Coceo puso los ojos en blanco, espetó alguna barbaridad y se fue hecho una furia.

– No se lo cree -observó Umberto, muy serio-. Piensa que le has tendido una trampa. Va a hablar con fray Lorenzo.

Janice y yo vimos con creciente angustia cómo los hombres rodeaban al fraile y lo freían a preguntas. Aturdido, intentó escucharlos a todos a la vez, pero, al cabo de un rato, cerró los ojos y se cubrió los oídos con las manos.

– Stupido! -espetó Coceo, abalanzándose sobre el pobre anciano.

– ¡No! -gritó Janice, y corrió a agarrar a Coceo por el codo para evitar que hiciese daño a fray Lorenzo-. ¡Déjame intentarlo a mí! ¡Por favor!

Por unos segundos aterradores, temí que mi hermana hubiera sobrestimado su ascendiente sobre el matón. A juzgar por el modo en que Coceo se miró el codo -que Janice aún agarraba-, le costaba creer que hubiera tenido el valor de intentar detenerlo.

Probablemente consciente de su error, Janice lo soltó de inmediato y se hincó de rodillas para abrazarse sumisa a sus piernas. Tras otro instante de gran tensión, el matón alzó los brazos con una sonrisa y dijo algo a sus colegas que sonó a «¡Mujeres! ¡No hay quien las entienda!».

Así, gracias a Janice, se nos permitió hablar con fray Lorenzo sin interferencias mientras Coceo y sus hombres se fumaban un paquete de tabaco y pateaban un cráneo humano como si fuera un balón de fútbol.

Colocándonos de forma que el fraile no pudiera ver su indecente juego, le preguntamos -con la ayuda de Umberto- si sabía cómo podíamos llegar a la tumba de Romeo y Giulietta desde donde estábamos, pero, en cuanto entendió la pregunta, el fraile respondió con brusquedad y negó con la cabeza.

– Dice que no quiere indicarles a estos tipejos dónde está la tumba -tradujo Umberto-. Sabe que la profanarán. También dice que no tiene miedo a morir.

– ¡Lo llevamos claro! -masculló Janice, luego le puso una mano en el brazo al fraile y añadió-: Lo entendemos pero, verá, es que nos van a matar a todos, y luego subirán a secuestrar a otros y los matarán también. Curas, mujeres, personas inocentes… No pararán hasta que alguien los lleve hasta esa tumba.

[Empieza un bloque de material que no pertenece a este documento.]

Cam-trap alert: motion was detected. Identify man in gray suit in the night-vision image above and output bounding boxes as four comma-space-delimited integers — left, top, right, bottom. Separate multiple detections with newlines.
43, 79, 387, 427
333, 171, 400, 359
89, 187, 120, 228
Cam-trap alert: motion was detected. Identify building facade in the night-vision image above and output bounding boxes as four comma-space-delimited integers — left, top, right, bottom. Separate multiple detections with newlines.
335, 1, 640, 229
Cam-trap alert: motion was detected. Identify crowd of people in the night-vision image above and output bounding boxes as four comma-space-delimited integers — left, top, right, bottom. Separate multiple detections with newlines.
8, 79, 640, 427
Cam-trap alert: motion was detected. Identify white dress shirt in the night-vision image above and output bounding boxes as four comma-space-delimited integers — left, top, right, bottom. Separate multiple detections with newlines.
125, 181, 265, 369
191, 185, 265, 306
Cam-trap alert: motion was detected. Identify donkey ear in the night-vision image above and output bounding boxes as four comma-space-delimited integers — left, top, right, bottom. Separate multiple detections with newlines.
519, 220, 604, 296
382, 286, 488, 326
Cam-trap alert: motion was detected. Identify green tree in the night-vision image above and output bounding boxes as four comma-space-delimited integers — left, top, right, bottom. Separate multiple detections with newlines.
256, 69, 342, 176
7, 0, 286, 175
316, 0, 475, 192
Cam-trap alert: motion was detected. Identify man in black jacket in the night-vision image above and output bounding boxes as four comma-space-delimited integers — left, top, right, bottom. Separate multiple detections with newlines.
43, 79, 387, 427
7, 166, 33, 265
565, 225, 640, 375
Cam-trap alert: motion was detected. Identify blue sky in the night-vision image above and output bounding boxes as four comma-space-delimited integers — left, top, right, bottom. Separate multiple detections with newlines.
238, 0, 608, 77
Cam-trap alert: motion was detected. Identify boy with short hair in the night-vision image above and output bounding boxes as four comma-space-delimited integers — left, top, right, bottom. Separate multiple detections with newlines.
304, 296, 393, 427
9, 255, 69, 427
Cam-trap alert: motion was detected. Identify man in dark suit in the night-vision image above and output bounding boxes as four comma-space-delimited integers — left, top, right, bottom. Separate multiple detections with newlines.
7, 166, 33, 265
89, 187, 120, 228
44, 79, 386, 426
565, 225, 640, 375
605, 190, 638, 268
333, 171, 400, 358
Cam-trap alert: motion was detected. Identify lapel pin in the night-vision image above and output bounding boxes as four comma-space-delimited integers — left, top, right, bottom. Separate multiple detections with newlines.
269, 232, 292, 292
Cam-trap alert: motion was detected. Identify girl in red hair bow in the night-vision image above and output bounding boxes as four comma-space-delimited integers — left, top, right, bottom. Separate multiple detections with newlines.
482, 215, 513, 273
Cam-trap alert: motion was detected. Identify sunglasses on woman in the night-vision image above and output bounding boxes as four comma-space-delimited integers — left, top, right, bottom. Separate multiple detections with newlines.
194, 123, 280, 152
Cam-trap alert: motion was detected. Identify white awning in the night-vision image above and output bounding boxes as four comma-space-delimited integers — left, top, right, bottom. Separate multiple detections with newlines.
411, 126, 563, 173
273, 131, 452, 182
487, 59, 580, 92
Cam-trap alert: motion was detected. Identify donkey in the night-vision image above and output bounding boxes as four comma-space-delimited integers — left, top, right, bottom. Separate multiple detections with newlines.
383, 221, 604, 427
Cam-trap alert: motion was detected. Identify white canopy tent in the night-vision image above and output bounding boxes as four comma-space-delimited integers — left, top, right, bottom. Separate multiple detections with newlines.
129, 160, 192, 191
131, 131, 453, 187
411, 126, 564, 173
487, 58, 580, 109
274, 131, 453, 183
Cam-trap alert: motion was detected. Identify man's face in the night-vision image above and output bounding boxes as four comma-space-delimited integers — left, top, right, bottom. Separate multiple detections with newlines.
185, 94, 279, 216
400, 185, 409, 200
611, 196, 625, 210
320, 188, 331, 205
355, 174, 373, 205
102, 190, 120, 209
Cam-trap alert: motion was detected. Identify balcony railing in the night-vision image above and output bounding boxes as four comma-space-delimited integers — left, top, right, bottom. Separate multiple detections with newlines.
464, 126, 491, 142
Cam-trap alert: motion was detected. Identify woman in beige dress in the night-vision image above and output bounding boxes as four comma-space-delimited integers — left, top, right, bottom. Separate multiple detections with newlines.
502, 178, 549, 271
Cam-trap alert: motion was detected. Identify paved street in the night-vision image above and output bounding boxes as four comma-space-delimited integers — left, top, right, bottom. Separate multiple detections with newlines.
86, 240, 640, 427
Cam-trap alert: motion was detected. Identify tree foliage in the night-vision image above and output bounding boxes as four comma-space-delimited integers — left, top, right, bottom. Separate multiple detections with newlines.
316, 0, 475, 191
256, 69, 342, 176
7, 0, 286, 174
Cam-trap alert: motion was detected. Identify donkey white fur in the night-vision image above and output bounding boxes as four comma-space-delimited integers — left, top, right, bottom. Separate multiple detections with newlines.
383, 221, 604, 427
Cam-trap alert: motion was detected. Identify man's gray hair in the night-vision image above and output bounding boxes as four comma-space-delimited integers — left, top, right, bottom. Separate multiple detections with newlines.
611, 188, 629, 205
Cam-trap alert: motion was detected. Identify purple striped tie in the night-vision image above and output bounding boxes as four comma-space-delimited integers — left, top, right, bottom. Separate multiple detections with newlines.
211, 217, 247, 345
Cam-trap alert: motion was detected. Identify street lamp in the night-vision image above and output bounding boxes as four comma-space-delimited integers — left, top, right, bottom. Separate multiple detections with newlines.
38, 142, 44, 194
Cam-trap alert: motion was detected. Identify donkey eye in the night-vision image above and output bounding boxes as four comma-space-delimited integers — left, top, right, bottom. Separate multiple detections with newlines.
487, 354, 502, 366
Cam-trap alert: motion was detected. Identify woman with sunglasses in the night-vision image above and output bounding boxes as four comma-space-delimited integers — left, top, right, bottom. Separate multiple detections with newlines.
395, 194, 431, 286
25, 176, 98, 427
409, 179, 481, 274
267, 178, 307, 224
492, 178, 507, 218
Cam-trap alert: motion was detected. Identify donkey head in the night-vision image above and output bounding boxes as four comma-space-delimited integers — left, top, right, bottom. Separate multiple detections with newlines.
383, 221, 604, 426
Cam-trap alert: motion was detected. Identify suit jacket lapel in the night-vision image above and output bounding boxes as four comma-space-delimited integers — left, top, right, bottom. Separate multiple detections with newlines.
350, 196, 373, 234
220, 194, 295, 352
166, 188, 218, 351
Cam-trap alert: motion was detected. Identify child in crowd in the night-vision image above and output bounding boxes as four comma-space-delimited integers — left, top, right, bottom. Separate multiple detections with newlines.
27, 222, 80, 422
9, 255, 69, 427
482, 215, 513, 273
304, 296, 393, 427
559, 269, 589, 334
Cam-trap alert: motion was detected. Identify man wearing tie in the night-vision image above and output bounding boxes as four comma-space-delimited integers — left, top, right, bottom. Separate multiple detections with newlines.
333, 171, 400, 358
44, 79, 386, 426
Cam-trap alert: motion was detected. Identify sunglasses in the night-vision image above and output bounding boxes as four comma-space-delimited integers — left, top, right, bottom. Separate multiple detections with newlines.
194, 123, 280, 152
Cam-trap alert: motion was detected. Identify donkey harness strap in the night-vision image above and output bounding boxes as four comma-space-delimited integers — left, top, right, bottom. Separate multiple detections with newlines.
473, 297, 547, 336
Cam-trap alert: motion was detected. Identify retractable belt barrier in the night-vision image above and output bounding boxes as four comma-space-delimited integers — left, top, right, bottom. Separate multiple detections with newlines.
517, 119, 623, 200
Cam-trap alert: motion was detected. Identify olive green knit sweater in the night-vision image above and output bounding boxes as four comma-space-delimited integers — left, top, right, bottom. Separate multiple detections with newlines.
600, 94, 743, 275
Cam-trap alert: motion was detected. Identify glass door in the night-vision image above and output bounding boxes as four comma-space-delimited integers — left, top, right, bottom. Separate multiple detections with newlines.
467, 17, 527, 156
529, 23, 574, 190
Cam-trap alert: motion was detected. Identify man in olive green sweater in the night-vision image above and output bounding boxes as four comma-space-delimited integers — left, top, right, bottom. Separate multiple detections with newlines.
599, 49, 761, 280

Fray Lorenzo meditó un instante lo que le transmitía Umberto, después me señaló e hizo una pregunta que me resultó un tanto recriminatoria.

– Pregunta si tu esposo sabe dónde estás -tradujo Umberto, divertido a pesar de todo-. Piensa que eres muy tonta de estar aquí, rodeada de matones, cuando deberías estar en casa, cumpliendo con tus deberes conyugales.

Aunque no la vi, noté que Janice, atónita y descorazonada, se disponía a tirar la toalla. Sin embargo, la asombrosa sinceridad del fraile resonó en mi interior de un modo que ella jamás podría haber entendido.

– Lo sé -dije mirándolo a los ojos-, pero mi primer deber es acabar con la maldición, y eso no puedo hacerlo sin su ayuda, fray Lorenzo.

Después de oír la traducción de Umberto de mi pregunta, fray Lorenzo, algo ceñudo, alargó la mano para acariciarme el cuello.

– Pregunta dónde está el crucifijo -dijo Umberto-. Te protegerá de los demonios.

– No… no sé dónde está -balbucí, recordando de pronto que Alessandro me lo había quitado del cuello, tonteando, y lo había dejado en la mesilla junto a su bala. Luego me había olvidado de él por completo.